Avati & Buttafuoco: guai ai critici

Leggendo l’intervista di Pietrangelo Buttafuoco a Pupi Avati, pubblicata su Panorama del 17 settembre scorso (“Cari critici, prendetevi un anno sabbatico”), la prima idea è che i due non aspettassero altro: cogliere l’occasione del “fiasco” dei film italiani a Venezia per far quadrare qualche conto personale, sparare a zero sul cinema italiano e (ebbene sì) sulla critica cinematografica. Alla vigilia dell’uscita dell’ultimo film di Avati, Una sconfinata giovinezza, dedicato al tema dell’Alzheimer e dunque alla regressione infantile e alla dimenticanza, Buttafuoco decide di regalare un generoso elzeviro al regista emiliano, da lui definito “prezioso sciamano” da sempre al riparo di “comparaggi culturali” (a proposito di dimenticanze). Buttafuoco il film non lo ha ancora visto però ci mette lo stesso la mano sul fuoco, perche ha saputo che sul set alla fine di ogni ripresa l’intera troupe scoppiava in un applauso a scena aperta. Effettivamente una scena forte, al punto che Buttafuoco ne chiede conferma ad Avati, che, ancora incredulo, ammette: «Sì. Ha presente il tecnico con lo stuzzicadenti in bocca? Ecco, proprio quello l’ho visto asciugarsi le lacrime». Bella immagine: lo “stuzzicadenti in bocca” e il cuore in mano, gli uomini del cinema secondo Avati.

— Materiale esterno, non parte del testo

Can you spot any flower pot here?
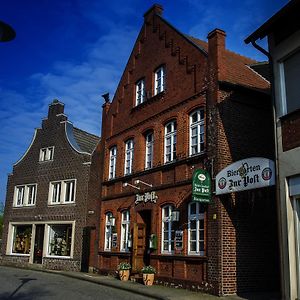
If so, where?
[143,274,154,285]
[119,270,130,281]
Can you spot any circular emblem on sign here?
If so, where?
[261,168,272,180]
[198,174,206,181]
[218,177,227,190]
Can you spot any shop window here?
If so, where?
[14,184,37,207]
[39,146,54,161]
[280,51,300,113]
[135,79,146,105]
[108,146,117,179]
[188,202,205,255]
[104,212,114,251]
[48,224,72,257]
[190,109,204,155]
[161,205,174,253]
[120,210,130,251]
[12,225,32,254]
[145,132,154,169]
[124,139,134,175]
[154,66,166,95]
[164,121,177,163]
[49,179,76,204]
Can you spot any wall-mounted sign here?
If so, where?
[134,192,158,205]
[175,230,183,250]
[216,157,275,195]
[192,169,211,203]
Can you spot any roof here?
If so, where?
[189,37,270,90]
[73,127,100,153]
[245,0,300,44]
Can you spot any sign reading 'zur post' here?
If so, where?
[216,157,275,195]
[192,169,211,203]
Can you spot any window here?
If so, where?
[188,202,204,255]
[108,146,117,179]
[120,210,130,251]
[161,205,174,253]
[145,132,154,169]
[14,184,37,207]
[135,79,146,105]
[165,121,177,163]
[280,51,300,113]
[104,212,114,251]
[124,139,134,175]
[49,179,76,204]
[40,146,54,161]
[190,109,204,155]
[48,224,72,257]
[154,66,166,95]
[12,225,32,254]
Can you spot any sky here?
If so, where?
[0,0,288,202]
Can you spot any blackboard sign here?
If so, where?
[175,230,183,250]
[111,233,118,248]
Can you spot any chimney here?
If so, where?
[207,28,226,81]
[48,99,65,119]
[144,4,164,22]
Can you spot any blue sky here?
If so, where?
[0,0,288,202]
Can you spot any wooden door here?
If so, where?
[132,223,146,272]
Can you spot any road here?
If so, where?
[0,266,149,300]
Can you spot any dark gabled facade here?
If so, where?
[91,5,278,295]
[2,100,99,271]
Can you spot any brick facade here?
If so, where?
[93,5,278,295]
[2,100,98,271]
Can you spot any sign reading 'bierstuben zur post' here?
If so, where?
[192,169,211,203]
[216,157,275,195]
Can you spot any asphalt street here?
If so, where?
[0,266,151,300]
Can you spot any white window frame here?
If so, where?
[161,205,175,254]
[124,139,134,176]
[108,146,117,179]
[190,108,205,156]
[154,66,166,95]
[164,120,177,163]
[120,210,130,252]
[39,146,54,162]
[135,78,146,106]
[145,131,154,169]
[13,183,37,207]
[48,179,76,205]
[188,202,205,256]
[104,212,113,251]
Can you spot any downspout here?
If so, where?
[251,40,286,298]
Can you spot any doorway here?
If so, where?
[33,224,45,264]
[132,210,151,271]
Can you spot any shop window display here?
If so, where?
[12,225,32,254]
[49,224,72,256]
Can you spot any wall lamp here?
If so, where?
[134,179,153,187]
[123,182,141,190]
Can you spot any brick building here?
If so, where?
[246,0,300,299]
[2,100,99,270]
[92,5,278,295]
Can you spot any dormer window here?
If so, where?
[154,66,166,95]
[135,79,146,105]
[39,146,54,161]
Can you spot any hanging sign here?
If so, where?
[192,169,211,203]
[216,157,275,195]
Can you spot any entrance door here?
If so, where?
[33,225,45,264]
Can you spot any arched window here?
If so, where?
[120,210,130,252]
[190,109,204,155]
[188,202,205,255]
[161,205,174,253]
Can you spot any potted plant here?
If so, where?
[118,262,131,281]
[141,266,156,285]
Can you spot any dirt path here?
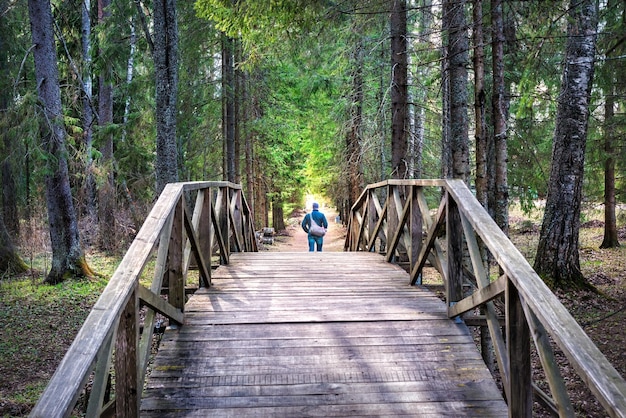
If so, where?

Ma presto la lingua batte sul dente che duole. La Mostra di Venezia è ormai archiviata, ma Avati e Buttafuoco non dimenticano e si accodano alle polemiche. Se la prendono con i direttori e le commissioni, ma in particolare con le “parrocchiette ideologiche” e, incredibilmente, pure con la critica, «una pletora di parassiti che si stanno portando via, con il loro dilettantismo, la cinematografia nazionale». Mah! Il ragionamento retorico è perfetto nella sua assurdità: la deriva cinematografica italiana che è sotto gli occhi di tutti non dipende da chi tiene la barra del sistema (il vertice della piramide) ma da quelli che sono tra i ricettori finali del processo, i critici, in effetti sempre più passivi ed impotenti. Nella sua analisi Avati è spietato e nostalgico. «Nel ’68 – dice – in Italia si facevano da 300 a 400 film e c’erano al massimo 25 critici a visionarli e a recensirli. Oggi l’Italia sfornerà al massimo 70 titoli e c’è un esercito sterminato di critici in poltrona a fare da controcanto vacuo a questa miseria creativa». Ovvero la crisi quantitativa e qualitativa del cinema italiano non dipende dai provvedimenti legislativi insufficienti, dai ritardi e dalle miopie dei politici, dai tagli indiscriminati alla cultura e al cinema, ma dal vaniloquio dei “critici in poltrona”, sempre di sinistra, chiusi nel loro conformismo ideologico, a difesa del loro potere (ma quale? quando? dove?).

Infine Buttafuoco si traveste lui da critico cinematografico e prende in mano la questione. Ammira il fatto che molti attori “cari alla parrocchietta” (gli Albanese, i Marcorè, gli Orlando), vengano magnificamente utilizzati da Avati, che li «depura da ogni crosta ideologica per restituirli alla loro maschera sublime, eppure quei film non riescono a scalfire il muro del conformismo dei critici».    Ma non basta. «A differenza di Pier Paolo Pasolini, che prendeva Totò e lo massacrava facendogli fare Uccellacci e uccellini». E qui il cerchio alla fine si chiude: per incensare Avati si insolentisce Pasolini, che davvero con quel cinema e quell’autore ha pochissimo da spartire. Occorre però precisare che Pasolini ha usato Totò non solo per Uccellacci e uccellini (effettivamente film troppo “anomalo” per intellettuali dai gusti forti come Buttafuoco) ma in altre due occasioni: La terra vista dalla luna e il davvero sublime Che cosa sono le nuvole, dove accanto a Totò, recitavano anche Franchi e Ingrassia, e Domenico Modugno. Perché utilizzare la comicità più popolare e popolaresca era tra i requisiti linguistici ed estetici più tipici (e originali) del cinema di Pasolini. Ma queste, ci rendiamo conto, sono sottigliezze da critici ideologizzati, messe a punto conformistiche e masturbatorie. C’è da dire però che all’ultima considerazione di Buttafuoco su Pasolini, Avati, scrive l’intervistatore «taceva, e chissà se acconsentiva». Noi vogliamo sperare che taceva perché si vergognava.